Journal of Electromagnetic Analysis and Applications
Vol. 2  No. 3 (2010) , Article ID: 1540 , 6 pages DOI:10.4236/jemaa.2010.23021

Analysis of the Electromagnetic Pollution for a Pilot Region in Turkey

Özgür Genç, Mehmet Bayrak, Ercan Yaldiz


Faculty of Engineering and Architecture, Department of Electrical and Electronics Engineering, Selçuk University, Konya, Turkey.


Received November 10th, 2009; revised December 11th, 2009; accepted December 15th, 2009.

Keywords: Electromagnetic Pollution, Statistical Analysis, Electromagnetic Radiation


In this paper, electromagnetic (EM) pollution (or radiation) measurements in a transmitter region were performed and statistical analysis of values recorded for the EM sources causing pollution was carried out. The actual measurement values and the estimated values by the analysis model obtained through the statistical analysis were compared. EM radiation levels were measured in the districts of Turkish capital Ankara where cellular base stations and TV/Radio stations are densely populated. EM Radiation (EMR) levels were measured for the GSM900, GSM1800, UHF4, VHF4 and VHF5 stations for certain spectrum ranges under far-field conditions by utilizing isotropic field probe and selective spectrum analyzer. The obtained measurement levels were compared with the limit values given by International Commission for Non-Ionizing Radiation Protection (ICNIRP). The results are discussed, regarding both the obtained values that influence the measurements.

1. Introduction

The use of EMR for communication increased significantly in the recent years (radio, television and cellular) and consequently the environmental level of EMR has increased. The massive proliferation of mobile communications equipment raised a special concern regarding the safety of population and personnel exposed to radiofrequency (RF) radiation emitted by either the base-station antennas [1].

The potential health effects of EMR from the transmitters for broadcasting of radio/TV and mobile communication are the subject of on-going researches [2,3] and a significant amount of public debate.
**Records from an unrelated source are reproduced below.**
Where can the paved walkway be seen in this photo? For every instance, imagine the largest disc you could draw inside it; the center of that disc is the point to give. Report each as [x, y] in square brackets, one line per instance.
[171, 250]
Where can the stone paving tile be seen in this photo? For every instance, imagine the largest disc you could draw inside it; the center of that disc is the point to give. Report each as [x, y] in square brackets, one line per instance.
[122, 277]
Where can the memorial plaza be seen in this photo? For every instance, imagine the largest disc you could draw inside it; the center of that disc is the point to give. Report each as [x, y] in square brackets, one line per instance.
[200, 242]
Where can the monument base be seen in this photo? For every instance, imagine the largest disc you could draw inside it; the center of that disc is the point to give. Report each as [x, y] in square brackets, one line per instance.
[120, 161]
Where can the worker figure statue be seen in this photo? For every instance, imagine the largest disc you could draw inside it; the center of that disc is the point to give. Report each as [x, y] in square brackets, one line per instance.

The distribution and levels of EM pollution in the crowded residential areas are very important.

Exposure standards for RF region of EM spectrum, applicable at national or international level give for the UHF and VHF band of interest the RMS electric field strength maximum accepted values as reference levels for occupational or population exposure [1] in the far field region of the sources.

EM pollution measurements within the scope of this study were executed in a chosen pilot region, the city centre of Ankara, Turkey. The measurements were specifically in Dikmen Caldagi Hill transmitter region where many EM pollution sources are located.

In the present, there are three public mobile communication operators in Turkey: Vodafone (GSM 900 MHz), Turkcell (GSM 900 MHz), AVEA (GSM 1800 MHz or DCS 1800 MHz).

From the statistical analysis of the measurement results, EM radiation levels can be modeled through various calculations and formulas retrieved under certain conditions and within acceptable correctness. EM pollution measurement results are examined by means of time series analysis whether these results are suitable for predicting through the created model. Estimation or determination of the dependant variable total EM pollution is realized as based on the modeling.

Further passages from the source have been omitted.